El 18 de abril de 1955 fallecía Albert Einstein a causa de una hemorragia interna causada por la ruptura de un aneurisma de aorta abdominal que había sufrido dos días antes. El físico alemán rechazó la cirugía afirmando: “Quiero marcharme cuando elija. No tiene sentido prolongar la vida artificialmente. Ya he hecho mi parte, es momento de partir. Y lo haré con elegancia”.
Einstein había nacido 76 años antes en una familia judía de la ciudad de Ulm (Alemania). Cuando era pequeño, su tío Jacob le transmitió la pasión por la ciencia al regalarle sus primeros libros de divulgación.
Aunque no era tan mal estudiante como dice la leyenda, tuvo problemas con la rigidez de sus profesores y, debido a su desidia, solía obtener resultados mediocres en las asignaturas de letras. Y es que el joven Albert tuvo claro que la Física era su gran pasión.

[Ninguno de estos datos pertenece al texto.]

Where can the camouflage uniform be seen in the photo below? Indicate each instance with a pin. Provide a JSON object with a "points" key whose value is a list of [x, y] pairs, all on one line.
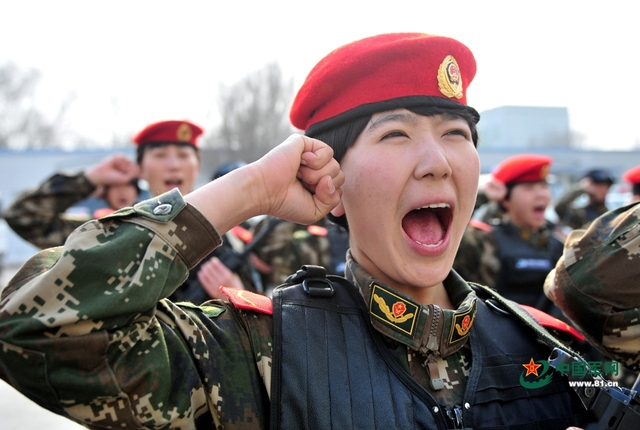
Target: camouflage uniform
{"points": [[596, 283], [477, 258], [289, 246], [577, 217], [38, 216], [104, 348]]}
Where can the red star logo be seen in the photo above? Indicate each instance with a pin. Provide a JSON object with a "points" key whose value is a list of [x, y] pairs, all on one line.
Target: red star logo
{"points": [[532, 367]]}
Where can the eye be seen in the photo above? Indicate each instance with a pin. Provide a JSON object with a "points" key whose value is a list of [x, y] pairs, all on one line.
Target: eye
{"points": [[394, 133], [459, 132]]}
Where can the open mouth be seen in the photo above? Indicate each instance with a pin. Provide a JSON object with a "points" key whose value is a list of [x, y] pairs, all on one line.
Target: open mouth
{"points": [[428, 225], [538, 211]]}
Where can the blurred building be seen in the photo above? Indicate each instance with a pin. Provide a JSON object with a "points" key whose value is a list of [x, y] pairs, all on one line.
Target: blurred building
{"points": [[524, 128]]}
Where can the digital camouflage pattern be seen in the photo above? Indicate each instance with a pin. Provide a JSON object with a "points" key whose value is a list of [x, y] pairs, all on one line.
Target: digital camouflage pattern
{"points": [[38, 216], [596, 283], [477, 258], [86, 333], [574, 216], [289, 246]]}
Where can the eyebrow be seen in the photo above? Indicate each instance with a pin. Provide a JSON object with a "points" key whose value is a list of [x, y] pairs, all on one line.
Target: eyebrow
{"points": [[404, 117]]}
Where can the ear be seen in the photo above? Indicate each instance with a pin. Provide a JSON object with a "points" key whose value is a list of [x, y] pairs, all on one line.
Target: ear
{"points": [[338, 210]]}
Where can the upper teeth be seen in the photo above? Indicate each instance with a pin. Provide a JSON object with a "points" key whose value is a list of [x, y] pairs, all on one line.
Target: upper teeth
{"points": [[435, 205]]}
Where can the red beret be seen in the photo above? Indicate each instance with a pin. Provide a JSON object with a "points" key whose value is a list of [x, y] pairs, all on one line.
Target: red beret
{"points": [[523, 168], [384, 72], [632, 175], [169, 132]]}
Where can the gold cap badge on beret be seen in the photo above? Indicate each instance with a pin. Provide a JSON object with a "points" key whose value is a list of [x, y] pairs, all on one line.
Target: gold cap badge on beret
{"points": [[183, 133], [449, 78]]}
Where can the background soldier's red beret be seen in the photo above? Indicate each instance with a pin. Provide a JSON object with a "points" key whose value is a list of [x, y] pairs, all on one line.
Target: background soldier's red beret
{"points": [[632, 175], [523, 168], [169, 132], [384, 72]]}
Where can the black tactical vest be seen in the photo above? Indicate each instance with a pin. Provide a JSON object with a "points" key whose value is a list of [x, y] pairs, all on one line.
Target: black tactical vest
{"points": [[333, 370], [524, 268]]}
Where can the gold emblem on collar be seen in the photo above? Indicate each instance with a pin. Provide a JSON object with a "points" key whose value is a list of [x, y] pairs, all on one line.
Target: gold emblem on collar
{"points": [[183, 134], [397, 312], [461, 324], [449, 78]]}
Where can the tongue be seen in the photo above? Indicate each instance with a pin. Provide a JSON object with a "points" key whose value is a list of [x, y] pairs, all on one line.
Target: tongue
{"points": [[423, 226]]}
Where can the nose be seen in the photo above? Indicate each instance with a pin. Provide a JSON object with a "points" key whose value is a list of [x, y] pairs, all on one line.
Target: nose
{"points": [[172, 161], [432, 159]]}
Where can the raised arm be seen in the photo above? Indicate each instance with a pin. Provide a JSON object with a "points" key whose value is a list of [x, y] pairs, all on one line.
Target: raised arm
{"points": [[85, 331]]}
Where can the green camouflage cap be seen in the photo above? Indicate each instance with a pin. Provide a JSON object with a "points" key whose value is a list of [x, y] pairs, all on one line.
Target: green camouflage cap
{"points": [[597, 283]]}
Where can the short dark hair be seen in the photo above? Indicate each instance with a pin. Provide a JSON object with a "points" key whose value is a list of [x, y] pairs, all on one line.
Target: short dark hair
{"points": [[343, 136]]}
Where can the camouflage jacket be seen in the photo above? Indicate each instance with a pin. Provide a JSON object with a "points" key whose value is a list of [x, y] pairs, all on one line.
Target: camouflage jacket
{"points": [[597, 283], [38, 215], [86, 331], [574, 216], [288, 246]]}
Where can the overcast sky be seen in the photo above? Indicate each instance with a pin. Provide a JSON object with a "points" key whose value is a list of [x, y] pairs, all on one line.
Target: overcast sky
{"points": [[129, 63]]}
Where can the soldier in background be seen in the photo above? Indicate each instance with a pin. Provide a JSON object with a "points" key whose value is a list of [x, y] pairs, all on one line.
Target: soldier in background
{"points": [[597, 285], [402, 338], [514, 253], [41, 216], [227, 265], [287, 246], [595, 184], [632, 176]]}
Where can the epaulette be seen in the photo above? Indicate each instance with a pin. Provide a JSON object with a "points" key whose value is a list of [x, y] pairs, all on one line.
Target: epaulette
{"points": [[242, 233], [552, 323], [480, 225], [527, 313], [317, 230], [99, 213], [248, 300]]}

Cuando obtuvo el grado de doctor, en 1905, publicó una serie de artículos en los que expuso su teoría de la relatividad especial. En el último enunció la que probablemente sea la ecuación más conocida de la ciencia: E=mc2.
Estos hallazgos se vieron completados en 1915, cuando definió su teoría de la relatividad general. El día después de que sus postulados se confirmaran tras la observación de un eclipse solar, el London Times tituló: “Revolución en la ciencia. Nueva teoría del universo. Las ideas de Newton, derrocadas”.
Tan evidente era que iba a obtener el Premio Nobel que cuando se divorció de su primera esposa acordó que le daría la mitad del dinero del galardón. Sin embargo, sus ideas habían levantado tal polémica entre los científicos que cuando se lo dieron –en 1921– no fue por su teoría de la relatividad, sino por su descubrimiento de la ley del efecto fotoeléctrico.
Durante sus últimas décadas de vida, Einstein intentó descubrir una gran teoría unificada de la física, pero falleció sin haberlo conseguido. Hasta los grandes genios tienen sus límites.
Más de cuarenta años después de su muerte, en 1999, la revista Time lo elegiría como la “persona más influyente del siglo XX”.